* [PATCH v5 1/4] RDMA/rxe: Update wqe_index for each wqe error completion
2022-07-04 6:00 [PATCH v5 0/4] RDMA/rxe: Fix no completion event issue lizhijian
@ 2022-07-04 6:00 ` lizhijian
2022-07-04 6:00 ` [PATCH v5 2/4] RDMA/rxe: Generate error completion for error requester QP state lizhijian
` (3 subsequent siblings)
4 siblings, 0 replies; 9+ messages in thread
From: lizhijian @ 2022-07-04 6:00 UTC (permalink / raw)
To: Yanjun Zhu, Jason Gunthorpe, Haakon Bugge, linux-rdma, Bob Pearson
Cc: Cheng Xu, lizhijian
Previously, if user space keeps sending abnormal wqe, queue.index will
keep increasing while qp->req.wqe_index doesn't. Once
qp->req.wqe_index==queue.index in next round, req_next_wqe() will treat queue
as empty. In such case, no new completion would be generated.

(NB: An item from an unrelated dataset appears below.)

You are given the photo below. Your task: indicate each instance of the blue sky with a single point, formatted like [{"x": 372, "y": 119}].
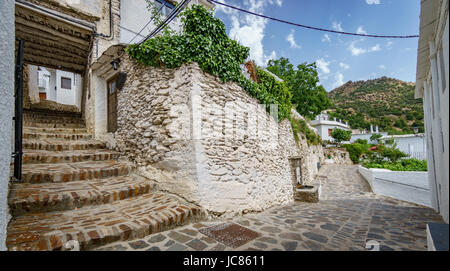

Update wqe_index for each wqe completion so that req_next_wqe() can get
next wqe properly.
Signed-off-by: Li Zhijian <lizhijian@fujitsu.com>
---
drivers/infiniband/sw/rxe/rxe_req.c | 2 ++
1 file changed, 2 insertions(+)
diff --git a/drivers/infiniband/sw/rxe/rxe_req.c b/drivers/infiniband/sw/rxe/rxe_req.c
index 9d98237389cf..4ffc4ebd6e28 100644
--- a/drivers/infiniband/sw/rxe/rxe_req.c
+++ b/drivers/infiniband/sw/rxe/rxe_req.c
@@ -759,6 +759,8 @@ int rxe_requester(void *arg)
if (ah)
rxe_put(ah);
err:
+ /* update wqe_index for each wqe completion */
+ qp->req.wqe_index = queue_next_index(qp->sq.queue, qp->req.wqe_index);
wqe->state = wqe_state_error;
__rxe_do_task(&qp->comp.task);
--
2.31.1
^ permalink raw reply related [flat|nested] 9+ messages in thread
* [PATCH v5 2/4] RDMA/rxe: Generate error completion for error requester QP state
2022-07-04 6:00 [PATCH v5 0/4] RDMA/rxe: Fix no completion event issue lizhijian
2022-07-04 6:00 ` [PATCH v5 1/4] RDMA/rxe: Update wqe_index for each wqe error completion lizhijian
@ 2022-07-04 6:00 ` lizhijian
2022-07-04 6:00 ` [PATCH v5 3/4] RDMA/rxe: Split qp state for requester and completer lizhijian
` (2 subsequent siblings)
4 siblings, 0 replies; 9+ messages in thread
From: lizhijian @ 2022-07-04 6:00 UTC (permalink / raw)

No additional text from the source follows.